The widest angle of view I’ve ever shot until recently has been the 28mm lens on my 135 gear and the 14mm lens on my four thirds cameras. When I upgraded to the EM1 Mark II, I also purchased the 17mm, 25mm, 45mm and the 75mm lenses. I chose this route so I would be more prepared for portraits. However, this left me lacking at the wide end and the long end. Outside of portraits, most of my shooting revolves around the wide end of the specturm. I love landscapes and cityscapes, so obtaining a wide angle lens is a must. When I began looking for a wide angle lens for my system, I came across the 9-18mm f4-5.6 lens. This lens has been in the micro four thirds line up for a while. The thing that I liked about this spec. was the 9mm focal length. Going wider than I’ve ever been was an interesting thought. This would quite literally open up my compositions. I found mixed reviews about this lens, but most appeared to be positive. In my view, this lens seemed to be a hidden gem. Hidden, because a lot of folks use the 7-14mm f2.8 PRO and the Panasonic offerings. You can’t beat its compact size and the collapsible design for storage. When you compare the cost to the other lenses, it seems to be a good bang for your buck. I first gave it a try last October for an event. I was very pleased with its performance. You can see those pictures and some video in my blog post titled Hot Air Halloween. I wanted to have one more outing with this lens before I took the plunge, so I rented it for a second test over a long weekend.
I figured I would revisit some of my favorite cityscapes and landscapes to put this lens through a second test. I opted for the night scene of Nashville for my first venture. Nashville is a bustling city, especially on the weekend. However, there are pockets of isolation that make you forget that you are in the heart of the city. With the exception of the last shot from the downtown area, I was the only person around when I took these shots. I’m sure the near freezing temperatures had something to do with that, but it takes more than the cold to keep a lid on the Music City. As you might guess, all shots in this post were shot at 9mm. I kept my aperture at f5.6. This appears to be the sweet spot, and at a focal length of 9mm, this aperture provides plenty of depth of field on a micro four thirds camera. I shot the first image while standing on the Korean Veterans Bridge overlooking the Cumberland River. Click on the images to view them in the lightbox.

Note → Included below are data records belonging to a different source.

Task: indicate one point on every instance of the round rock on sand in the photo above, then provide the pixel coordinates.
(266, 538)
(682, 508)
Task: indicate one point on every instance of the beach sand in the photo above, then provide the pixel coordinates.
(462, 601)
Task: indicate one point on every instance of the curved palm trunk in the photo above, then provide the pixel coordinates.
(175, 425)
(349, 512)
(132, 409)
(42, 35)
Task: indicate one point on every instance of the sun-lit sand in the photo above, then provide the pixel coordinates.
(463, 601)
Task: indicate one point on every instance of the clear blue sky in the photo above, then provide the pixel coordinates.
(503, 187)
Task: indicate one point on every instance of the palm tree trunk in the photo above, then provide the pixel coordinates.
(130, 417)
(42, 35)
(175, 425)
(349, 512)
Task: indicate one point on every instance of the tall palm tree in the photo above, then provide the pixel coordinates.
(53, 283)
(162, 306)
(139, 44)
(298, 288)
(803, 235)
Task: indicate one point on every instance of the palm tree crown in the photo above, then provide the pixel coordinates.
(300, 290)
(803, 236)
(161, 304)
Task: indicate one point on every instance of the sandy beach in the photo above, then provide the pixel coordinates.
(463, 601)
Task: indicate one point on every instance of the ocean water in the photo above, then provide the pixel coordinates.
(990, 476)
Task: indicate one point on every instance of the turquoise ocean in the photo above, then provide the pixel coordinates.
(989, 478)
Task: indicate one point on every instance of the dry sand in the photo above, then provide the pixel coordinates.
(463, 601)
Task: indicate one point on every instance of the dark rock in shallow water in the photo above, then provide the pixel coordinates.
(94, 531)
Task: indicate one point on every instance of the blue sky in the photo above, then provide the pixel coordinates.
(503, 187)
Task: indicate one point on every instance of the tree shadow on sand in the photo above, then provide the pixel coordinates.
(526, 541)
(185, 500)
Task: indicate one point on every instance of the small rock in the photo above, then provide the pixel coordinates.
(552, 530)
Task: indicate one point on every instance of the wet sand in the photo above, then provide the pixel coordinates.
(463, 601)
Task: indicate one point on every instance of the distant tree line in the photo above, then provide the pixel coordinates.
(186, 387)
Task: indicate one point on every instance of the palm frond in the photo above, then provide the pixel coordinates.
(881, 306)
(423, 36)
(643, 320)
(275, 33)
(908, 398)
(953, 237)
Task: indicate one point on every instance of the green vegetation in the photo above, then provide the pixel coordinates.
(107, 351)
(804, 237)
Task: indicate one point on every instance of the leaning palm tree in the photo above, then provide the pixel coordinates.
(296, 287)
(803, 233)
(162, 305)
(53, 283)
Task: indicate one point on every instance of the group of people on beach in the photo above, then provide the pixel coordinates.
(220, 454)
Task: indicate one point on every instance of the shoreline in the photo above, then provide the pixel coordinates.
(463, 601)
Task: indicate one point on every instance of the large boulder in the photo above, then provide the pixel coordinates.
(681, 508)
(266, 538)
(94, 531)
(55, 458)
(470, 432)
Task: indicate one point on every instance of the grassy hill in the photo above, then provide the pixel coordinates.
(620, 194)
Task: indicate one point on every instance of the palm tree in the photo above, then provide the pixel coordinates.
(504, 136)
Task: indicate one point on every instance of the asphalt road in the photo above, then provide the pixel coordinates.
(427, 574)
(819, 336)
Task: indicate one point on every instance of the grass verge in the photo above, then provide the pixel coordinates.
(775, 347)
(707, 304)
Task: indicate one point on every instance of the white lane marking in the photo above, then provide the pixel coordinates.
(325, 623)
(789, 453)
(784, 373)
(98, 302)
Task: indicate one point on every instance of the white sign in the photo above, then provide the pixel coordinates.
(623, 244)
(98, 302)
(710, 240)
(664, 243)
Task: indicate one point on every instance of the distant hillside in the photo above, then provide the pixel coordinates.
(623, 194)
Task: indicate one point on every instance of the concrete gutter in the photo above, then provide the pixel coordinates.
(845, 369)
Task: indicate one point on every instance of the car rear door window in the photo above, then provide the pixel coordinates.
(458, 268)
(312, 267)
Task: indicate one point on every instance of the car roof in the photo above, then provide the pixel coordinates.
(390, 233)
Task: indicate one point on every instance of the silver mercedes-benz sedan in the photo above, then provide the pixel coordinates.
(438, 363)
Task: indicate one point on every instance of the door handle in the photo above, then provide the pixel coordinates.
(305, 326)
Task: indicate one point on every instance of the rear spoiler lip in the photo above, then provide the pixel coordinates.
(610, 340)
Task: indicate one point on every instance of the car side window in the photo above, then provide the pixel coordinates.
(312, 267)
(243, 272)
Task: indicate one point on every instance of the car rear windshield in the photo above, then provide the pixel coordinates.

The next two images are pictures of the Korean Veterans Bridge from where I was standing to get the first shot. I really like this low angle.
Below is the famous John Seigenthaler Pedestrian Bridge otherwise known as the Shelby Street Pedestrian Bridge. This was my last shot of the night. Since it was late and cold, it was easy to capture this shot without people. The 9mm angle of view allowed me to captured the bridge while also capturing elements of the skyline. Bringing the “Batman Building” into the composition really completes this shot.
My next outing took place on my favorite parkway, The Natchez Trace Parkway. The lighting wasn’t great and a lot of the pictures I took did not make the cut. Below are four of my favorites.
Finally, I made the trek to one of my favorite overlooks, the Narrows of the Harpeth Bluff Overlook. This image was captured just before sunset with the sun setting behind me. I actually like the morning view better with the sun rising in the distance, but this was my only window of opportunity before returning the lens. The people to the left of the frame walked up right after I found my composition. I decided to leave them in the frame for a sense of scale.
If I win the lottery or inherit some money, the 7-14mm f2.8 PRO is a no-brainer. That’s not going to happen, so the 9-18mm will do just fine. I’m really looking forward to adding this lens to my camera bag. Thank you for taking the time to check out my post!